Of course, the "wildcard" is US-China trade negotiations. If anything, a US-China trade agreement, US government policy focused on infrastructure spending and a pause in interest rates, could elongate the market and business cycle in the US, though earnings growth would be single digit.

Here in Australia, the Federal election has been and gone, but new policies and politicians bring increased uncertainty to the business sector, housing and share markets. The Reserve Bank’s interest rate outlook hinges on continued jobs and wages growth with inflation contained. But a more aggressive fiscal stimulus through increased infrastructure spending and tax cuts could be necessary to boost sluggish Aussie growth. The uncertain backdrop for consumers, given the property downturn and increased propensity to deleverage, are additional risks.

Aussie shares could benefit from a weakening AUD, a possible interest rate cut, and a boost to commodities from Chinese stimulus and supply constraints. Financial conditions remain supportive for shares with Aussie government bond yields near record lows, given Australia’s superior relative fiscal position and prized AAA credit rating.
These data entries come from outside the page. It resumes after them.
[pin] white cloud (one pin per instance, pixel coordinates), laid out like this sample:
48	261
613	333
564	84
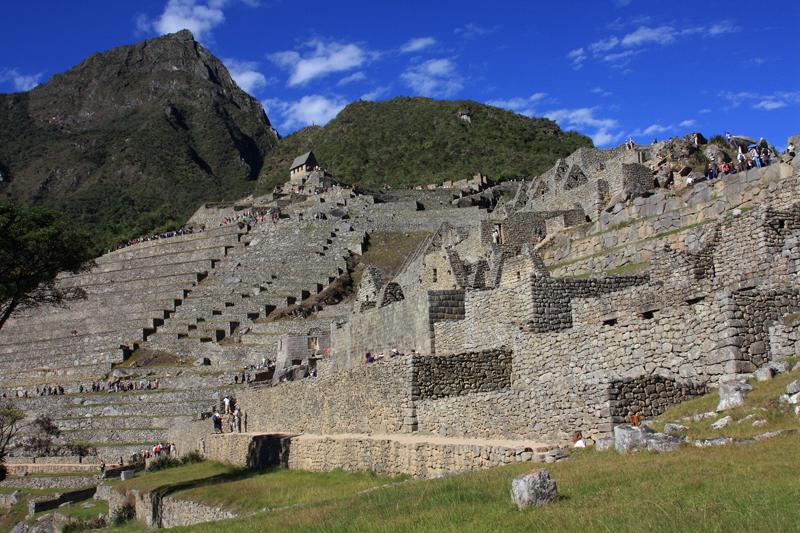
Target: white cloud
577	56
320	59
472	31
606	130
522	105
21	82
352	78
645	35
310	109
769	104
763	102
600	91
604	45
376	94
245	75
435	77
199	17
415	45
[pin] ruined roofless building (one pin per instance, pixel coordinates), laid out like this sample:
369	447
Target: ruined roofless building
301	167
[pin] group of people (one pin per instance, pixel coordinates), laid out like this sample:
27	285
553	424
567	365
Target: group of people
156	451
45	390
232	417
165	235
251	218
120	385
370	358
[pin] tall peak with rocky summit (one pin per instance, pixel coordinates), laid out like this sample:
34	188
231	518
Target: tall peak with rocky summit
91	141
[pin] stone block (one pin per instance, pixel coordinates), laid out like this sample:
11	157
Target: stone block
534	489
732	394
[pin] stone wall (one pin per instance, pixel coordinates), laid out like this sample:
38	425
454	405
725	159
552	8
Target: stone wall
438	377
362	399
180	513
784	339
388	456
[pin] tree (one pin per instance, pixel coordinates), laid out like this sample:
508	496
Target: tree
35	245
10	418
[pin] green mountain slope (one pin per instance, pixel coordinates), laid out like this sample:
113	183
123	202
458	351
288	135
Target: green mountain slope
133	138
413	141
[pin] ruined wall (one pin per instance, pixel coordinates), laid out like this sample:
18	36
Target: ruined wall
363	399
455	375
393	457
585	377
403	325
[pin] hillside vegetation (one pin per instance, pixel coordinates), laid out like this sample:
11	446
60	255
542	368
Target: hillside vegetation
415	141
133	138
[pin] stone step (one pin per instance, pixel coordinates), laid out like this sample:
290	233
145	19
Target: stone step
82	280
167	248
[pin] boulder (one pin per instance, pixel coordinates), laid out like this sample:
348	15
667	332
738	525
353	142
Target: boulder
764	373
732	394
706	443
714	152
603	444
555	455
661	443
536	488
628	438
674	429
721	423
779	367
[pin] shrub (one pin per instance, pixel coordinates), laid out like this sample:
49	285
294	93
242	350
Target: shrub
163	462
191	458
126	513
85	525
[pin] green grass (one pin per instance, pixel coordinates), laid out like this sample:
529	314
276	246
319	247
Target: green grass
735	488
388	250
416	141
555	266
760	404
281	488
177	476
625	270
751	487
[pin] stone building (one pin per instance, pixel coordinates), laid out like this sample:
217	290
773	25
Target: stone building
301	167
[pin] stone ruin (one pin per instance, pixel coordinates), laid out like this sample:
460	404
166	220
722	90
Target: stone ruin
588	295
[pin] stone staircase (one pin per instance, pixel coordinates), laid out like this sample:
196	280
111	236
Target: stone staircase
275	266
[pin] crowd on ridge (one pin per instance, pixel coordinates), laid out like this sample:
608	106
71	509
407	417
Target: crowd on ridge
251	218
234	418
157	236
370	358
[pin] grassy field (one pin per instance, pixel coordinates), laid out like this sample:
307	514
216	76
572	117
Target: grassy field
742	487
735	488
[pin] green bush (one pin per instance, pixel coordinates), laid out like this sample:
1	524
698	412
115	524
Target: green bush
126	513
191	458
163	462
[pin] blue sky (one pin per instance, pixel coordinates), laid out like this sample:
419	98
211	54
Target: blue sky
607	68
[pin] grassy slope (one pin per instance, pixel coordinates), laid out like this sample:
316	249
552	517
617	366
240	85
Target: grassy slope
719	489
731	488
412	141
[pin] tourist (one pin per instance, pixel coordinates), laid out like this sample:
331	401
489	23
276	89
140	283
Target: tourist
741	158
756	158
713	171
But subdued earnings growth of around 5 per cent looks likely in the second half of 2019 as the Aussie company "confession" period gets underway prior to the August company earnings reporting season. 
 

What should investors look at in a volatile market?

One of the ways that investors can tackle all this market volatility is through asset allocation and portfolio rebalancing.

For example, if you are risk-averse or approaching retirement, you may consider a conservative asset allocation designed to produce income (traditionally, this would mean a portfolio heavily weighted towards bonds and cash, rather than shares).

Alternatively, if your goals are geared toward longer-term growth, and you’re comfortable taking on more risk, you may consider a portfolio that is more heavily weighted towards shares. Selecting shares from different styles and sectors is important, as smaller companies are considered more cyclical than blue chip companies.

Discovering growth opportunities

Until the end of this cycle, investors are likely to favour quality companies that can demonstrate true earnings growth in a persistently slow-growth and low yield environment. Some investors may prefer companies that represent "good" value with valuations for growth shares considered to be rich, despite the correction last year.

If you’re looking for growth stocks, current volatility means that some companies are considered cheap or undervalued by the sharemarket. “Undervalued” means that the price per share is lower than what the estimated price should be (based on the company’s total worth).

On the CommSec website, you can search for companies that the experts believe are undervalued. Log in to your account and go to Quotes & Research > Tools > Recommendations. You can also use the CommSec Stock Screener to search for undervalued growth stocks. This is an ideal place to start your research if you’re looking for growth opportunities.

 

Keeping an eye on your portfolio

It’s generally a good idea to check your portfolio at least once a year to ensure that your asset allocation still aligns with your financial circumstances, investment goals and risk tolerance. You may want to consider rebalancing if your goals or financial circumstances have changed.

Understanding the current economic climate is another way to keep tabs on your portfolio. There might be specific triggers – like changes in government policy or geo-political uncertainty – that prompt you to reassess your portfolio. Knowing how you will respond in these situations, whether you adjust your portfolio allocation or sit tight, could help you reduce your risk over the long term.